2日後、同じように朝に目覚めた小松は、落ち着いていた。
その日は朝から小雨が降っていたが、穏やかな湿度は陽の光にも負けないくらい、部屋を暖かく包んでいた。

「まだ身体が食べ物を受け付ける状態じゃないからあまり沢山食べたらダメだからね。」

目覚めた次の日も、小松は何とか落ち着いてスープを飲んだが、記憶と一緒にもどしてしまっていた。

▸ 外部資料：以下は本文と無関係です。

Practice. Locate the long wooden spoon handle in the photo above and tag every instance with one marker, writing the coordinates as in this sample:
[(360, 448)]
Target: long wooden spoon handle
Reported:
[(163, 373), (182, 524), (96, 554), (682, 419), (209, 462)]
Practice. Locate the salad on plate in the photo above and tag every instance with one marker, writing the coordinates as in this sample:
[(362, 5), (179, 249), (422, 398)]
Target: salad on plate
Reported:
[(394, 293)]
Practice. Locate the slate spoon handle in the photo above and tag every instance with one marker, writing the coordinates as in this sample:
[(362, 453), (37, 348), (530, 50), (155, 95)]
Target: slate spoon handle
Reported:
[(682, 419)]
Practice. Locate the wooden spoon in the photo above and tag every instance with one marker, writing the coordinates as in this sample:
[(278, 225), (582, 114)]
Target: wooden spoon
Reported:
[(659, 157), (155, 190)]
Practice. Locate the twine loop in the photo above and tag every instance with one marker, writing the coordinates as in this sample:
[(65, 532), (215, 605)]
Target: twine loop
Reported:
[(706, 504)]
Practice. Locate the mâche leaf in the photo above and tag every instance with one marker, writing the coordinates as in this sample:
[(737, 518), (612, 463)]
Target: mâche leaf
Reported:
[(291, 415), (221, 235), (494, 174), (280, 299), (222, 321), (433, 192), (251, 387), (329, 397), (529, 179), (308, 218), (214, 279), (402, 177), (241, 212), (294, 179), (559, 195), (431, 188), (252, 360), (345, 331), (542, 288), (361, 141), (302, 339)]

「明日にはトリコが帰ってくる。それまでにゆっくり体調を戻しておこう」
「…トリコさんは…?」

自分はトリコに見限られたのではないか、と小松は心のどこかで思っていた。
勝手に逸れて、トリコのハントを邪魔した自分が情けなかった。

「今のキミに必要なものを取りに行ってるんだ。大丈夫、危険はないよ」
「トリコさんは…もちろん知ってるんですよね…ボクの…こと」
「…キミをここまで運んでくれたよ」
「トリコさんは悪くないんです…勝手にはぐれたのはぼくなんですから…」

枯れることのない涙が頬を伝う。何度見ても心が痛んだ。

「キミだって悪くない」

小松は笑顔だけをココに向けた。
その笑顔は寂しさを湛えていた。
ココは思う。
キミの笑顔はいつだって純粋でボクには眩し過ぎた。なのに今は形だけで何も照らさない。
長い瞬きの後、ココはせいいっぱいの笑顔で小松に応える。
拙い笑顔はお互い様だった。







翌日。キッスは朝から居なかった。
おそらくはトリコを最速で家に連れて帰るために空港で待機しているのだろう。絶滅危惧種のエンペラークロウが捕獲を厭わず佇むなんて、ハンター達は驚くだろう。勿論、捕らわれるような彼ではない。
小松はそれを聞いてから落ち着かないようだった。

「いつごろ帰ってくるんでしょう?」

待っているような、待っていないような口ぶり。
心の準備が出来ないのはココも同じだった。

「トリコの奴、電話くらい入れればいいのに」
「トリコさん携帯電話持ってるんですか?」
「持って無い」
「…ですよね。基本的に電波の届く範囲に居るわけないですし」

小松の身体はかなり回復していた。
夜は催眠誘導の香がなくても眠れているし、昼間はココとこんな風に他愛も無い会話が出来ている。
それでも精神の回復は時間がかかるだろう。



キッスの羽音に最初に気が付いたのは意外にも小松のほうだった。